By T. D. Thornton
Suffolk Off-Track Betting (OTB), which earlier this decade survived bankruptcy proceedings to be one of the five remaining New York OTB corporations, filed a $5-million lawsuit Monday against Delaware North for years of alleged mismanagement of the OTB’s video lottery (VLT) gaming facility.
The lawsuit, filed in United States Bankruptcy Court (Eastern District of New York), is of note to Thoroughbred horsemen because some of the revenues allegedly being diverted by Delaware North are supposed to go toward purses that support the state’s racing industry.
“This is an action to stop [Delaware North] from treating ‘Jake’s 58 Hotel & Casino’ in Islandia, New York, as a pot of money to enrich its owners at the expense of Suffolk County and the State of New York,” the lawsuit states.
Delaware North was appointed to manage the VLT aspects of Suffolk OTB’s gaming license in 2013 when the OTB reorganized in the wake of filing for bankruptcy protection.

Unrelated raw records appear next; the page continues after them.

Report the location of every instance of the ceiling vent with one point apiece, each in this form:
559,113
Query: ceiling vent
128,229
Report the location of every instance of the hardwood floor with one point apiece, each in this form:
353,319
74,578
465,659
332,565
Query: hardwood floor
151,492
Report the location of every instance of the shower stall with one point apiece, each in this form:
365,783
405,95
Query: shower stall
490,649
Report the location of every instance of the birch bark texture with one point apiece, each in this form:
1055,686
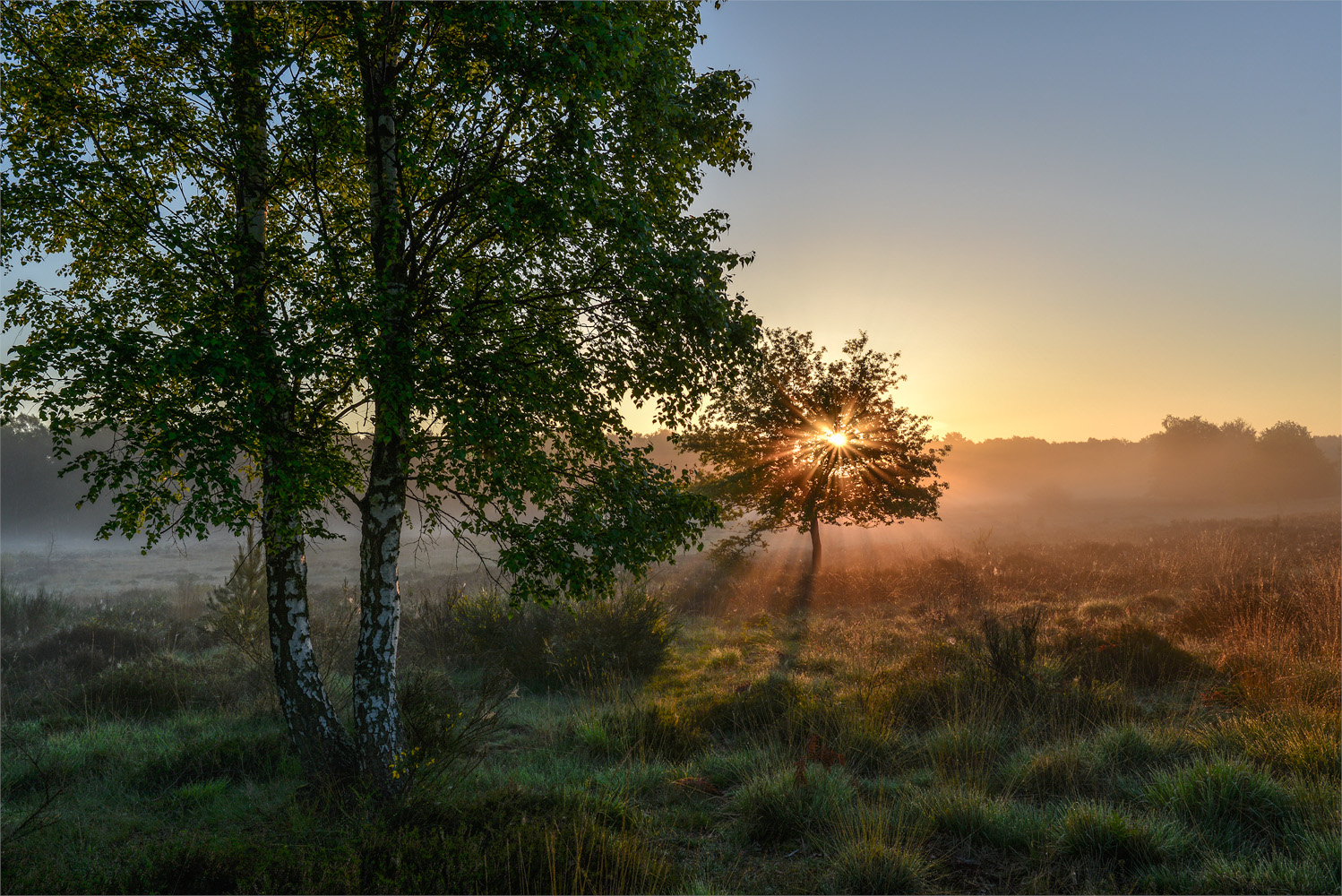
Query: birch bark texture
399,258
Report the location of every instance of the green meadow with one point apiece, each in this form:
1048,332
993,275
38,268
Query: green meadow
1156,715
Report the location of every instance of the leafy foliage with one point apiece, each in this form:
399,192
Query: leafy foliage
802,442
237,610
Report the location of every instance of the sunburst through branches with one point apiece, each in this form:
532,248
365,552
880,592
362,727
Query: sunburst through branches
800,442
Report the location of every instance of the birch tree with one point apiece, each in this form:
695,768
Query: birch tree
458,229
188,325
529,173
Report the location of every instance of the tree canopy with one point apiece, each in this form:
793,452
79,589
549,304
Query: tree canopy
800,442
384,256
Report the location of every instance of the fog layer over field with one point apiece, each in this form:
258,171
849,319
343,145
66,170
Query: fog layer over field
1002,491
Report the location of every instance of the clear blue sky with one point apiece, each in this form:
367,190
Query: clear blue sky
1071,218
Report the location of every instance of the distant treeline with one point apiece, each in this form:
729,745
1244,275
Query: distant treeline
1191,461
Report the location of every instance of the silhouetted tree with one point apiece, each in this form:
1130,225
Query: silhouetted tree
802,442
458,229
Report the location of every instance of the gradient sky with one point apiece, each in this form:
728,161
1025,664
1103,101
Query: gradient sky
1072,219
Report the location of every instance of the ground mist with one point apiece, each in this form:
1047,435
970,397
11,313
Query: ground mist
1158,714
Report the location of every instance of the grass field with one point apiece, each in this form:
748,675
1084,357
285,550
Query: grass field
1155,715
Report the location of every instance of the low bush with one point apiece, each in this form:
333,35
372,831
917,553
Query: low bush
641,731
1229,802
873,866
775,807
450,725
1010,650
88,645
1131,655
572,642
973,818
24,615
163,683
237,755
1097,833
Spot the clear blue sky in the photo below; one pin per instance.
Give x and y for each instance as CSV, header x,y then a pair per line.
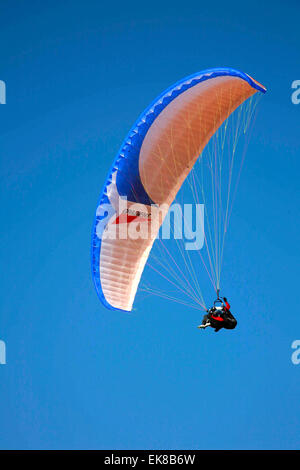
x,y
78,73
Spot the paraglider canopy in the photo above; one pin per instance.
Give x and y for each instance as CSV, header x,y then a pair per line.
x,y
152,164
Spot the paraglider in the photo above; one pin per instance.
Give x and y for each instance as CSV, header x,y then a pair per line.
x,y
152,164
219,316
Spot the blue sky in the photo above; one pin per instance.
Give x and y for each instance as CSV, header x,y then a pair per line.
x,y
79,376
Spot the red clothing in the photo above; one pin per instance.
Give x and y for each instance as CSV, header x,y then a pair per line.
x,y
218,317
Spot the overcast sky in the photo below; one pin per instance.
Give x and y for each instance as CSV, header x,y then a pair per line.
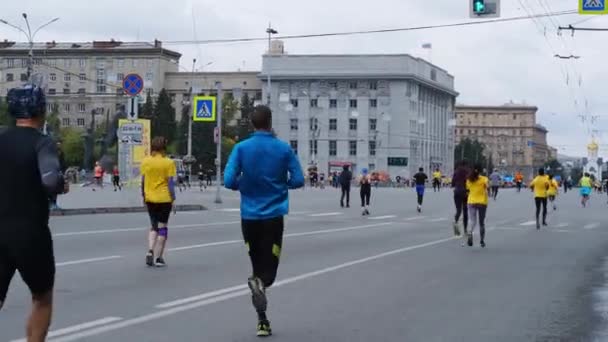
x,y
492,64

“Jake’s 58 is one of New York’s most successful gaming facilities,” the lawsuit states. “Since opening [in 2017], Jake’s 58 Casino has generated more than $210 million for New York State and millions more for Suffolk County and Suffolk OTB’s creditors. Hundreds of millions of dollars of VLT revenue have passed through Delaware North’s hands. But, at every opportunity, Delaware North has diverted money due to the State and County to its own hotel and other businesses.
“Delaware North’s secret business plan for Jake’s 58 is simple: Costs are charged to Suffolk OTB’s ‘Jake’s 58 Casino’ so that Delaware North’s ‘Jake’s 58 Hotel & Restaurant’ can make money,” the suit continues. “Delaware North implements this scheme by paying itself out of Suffolk OTB’s bank accounts for bogus expenses.
“So, when Delaware North needed a kitchen for its hotel, it charged Suffolk OTB for the equipment and build-out,” the suit continues. “When the hotel needs elevator maintenance, security systems or a front desk, Delaware North charges Suffolk OTB. When Delaware North cannot fill its hotel’s guest rooms, it charges Suffolk OTB for hotel stays it gives away for ‘free.'”
The lawsuit details other alleged instances of “intentional bad faith conduct and malfeasance,” such as Delaware North “overcharging Suffolk OTB hundreds of thousands of dollars in rent by inflating the square footage of the VLT gaming facility…willfully miscalculating Suffolk OTB’s share of utilities [and] incurring tens of thousands of dollars in fines issued by the New York State Gaming Commission while putting Suffolk OTB’s gaming license at risk due to repeated regulatory violations.”
TDN could not reach Delaware North for comment prior to deadline for this story. But Newsday reported receiving a statement from Delaware North that said the company denies the lawsuit’s “contrived allegations” and added that the firm “will vigorously defend” itself in court.
After allegedly trying for months to resolve the dispute out of court, Suffolk is seeking payment of three times the amount of damages the OTB has allegedly sustained. Suffolk is also petitioning the court to impose civil penalties of $12,000 for each alleged violation of the New York False Claims Act, and it wants the bankruptcy judge to allow the OTB to sever its court-appointed management ties with Delaware North.